I am looking to purchase a new scope for my 303 and I am looking at the bushnell legend and the simmons pro hunter .Can anyone tell me which would be the better scope to purchase


----------



## iwantabuggy (Feb 15, 2005)

My buddy had a ProHunter and it failed on the first time out.


----------



## huntin1 (Nov 14, 2003)

Of the two you listed, Bushnell. Simmons just plain suck. I know that some people like them, I've had several, none of them worth the box they came in.

When it comes to optics don't go cheap. You'll be disappointed, and at some point you'll buy a better scope anyway. You will only waste the money you spent on the first cheap scope.

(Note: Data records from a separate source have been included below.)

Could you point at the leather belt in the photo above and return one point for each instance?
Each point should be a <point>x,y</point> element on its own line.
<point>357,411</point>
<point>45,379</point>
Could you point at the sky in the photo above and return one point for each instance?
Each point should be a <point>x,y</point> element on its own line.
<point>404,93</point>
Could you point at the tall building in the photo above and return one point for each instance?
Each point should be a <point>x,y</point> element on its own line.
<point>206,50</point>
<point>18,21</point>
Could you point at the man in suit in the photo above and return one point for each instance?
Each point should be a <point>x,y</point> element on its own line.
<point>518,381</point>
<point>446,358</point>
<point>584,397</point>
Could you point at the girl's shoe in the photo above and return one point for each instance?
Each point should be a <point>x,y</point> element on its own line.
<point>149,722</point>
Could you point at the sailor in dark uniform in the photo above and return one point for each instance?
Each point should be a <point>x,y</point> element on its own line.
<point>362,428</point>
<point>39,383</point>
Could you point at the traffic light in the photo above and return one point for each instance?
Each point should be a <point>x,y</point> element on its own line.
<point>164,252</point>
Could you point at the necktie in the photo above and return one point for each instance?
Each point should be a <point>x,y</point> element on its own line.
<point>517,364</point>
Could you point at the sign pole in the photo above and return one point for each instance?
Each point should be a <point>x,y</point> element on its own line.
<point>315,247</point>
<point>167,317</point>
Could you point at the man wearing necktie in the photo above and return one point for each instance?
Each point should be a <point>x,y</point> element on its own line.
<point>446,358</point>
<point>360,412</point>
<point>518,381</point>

Look at Nikon, Sightron, Meuller, Burris etc.

huntin1


----------



## Kelly Hannan (Jan 9, 2007)

I have several Simmons scopes, the highest priced one was $89. Love them all, very good in low light and very clear


----------



## Wyomingpredator (Oct 16, 2007)

I've had 1 simmons scope and its buried deep in the landfill, I have 2 bushnells that I like the reason I have them is inheritance with the guns, I agree dont go cheap on optics I realize money isn't always there for them but if possible save for a little while and spend a little more.


----------



## polarnewfie (Nov 10, 2007)

For a bit more than the legend, you can probably get yourself an Elite3200
and you wont need to upgrade again. If you cant raise the cash, go sell something on Ebay . I just sold a bunch of stuff and made 700 bucks. I havent even used the stuff in years. Just sittin around collecting dust. Then with the leftover cash, you can get your savage glass bedded, and some other spa treatments and then you can shoot with anyone at the range. MY 3200 is super clear in low light, easy to see when the glass gets wet, strong tube, excellent glass. Cant go wrong


----------



## cwoparson (Aug 23, 2007)

I wouldn't write off the Simmons so easily. I have several of them and have only had one fail on me so far. Granted they are all 22 mag series and are on 22 rimfires but they are bright, clear and hold up well. Just last week I purchased a Nikon Prostaff 2-7 to put on a Ruger 10/22 and was surprised that the Simmons 22 mag it will replace was actually a lot more clearer than the Nikon which cost twice as much. The Nikon is smaller and looks better though. The Elite3200 as mentioned is a good scope and I have one on a 17HMR that functions very well though for me eye relief is very critical. Might want to take a look at the Leupold Sportsman line. They are the low end of Leupold and a 3-9 can be bought at Wally World for around $200 with the 2-7 running a little lower.


----------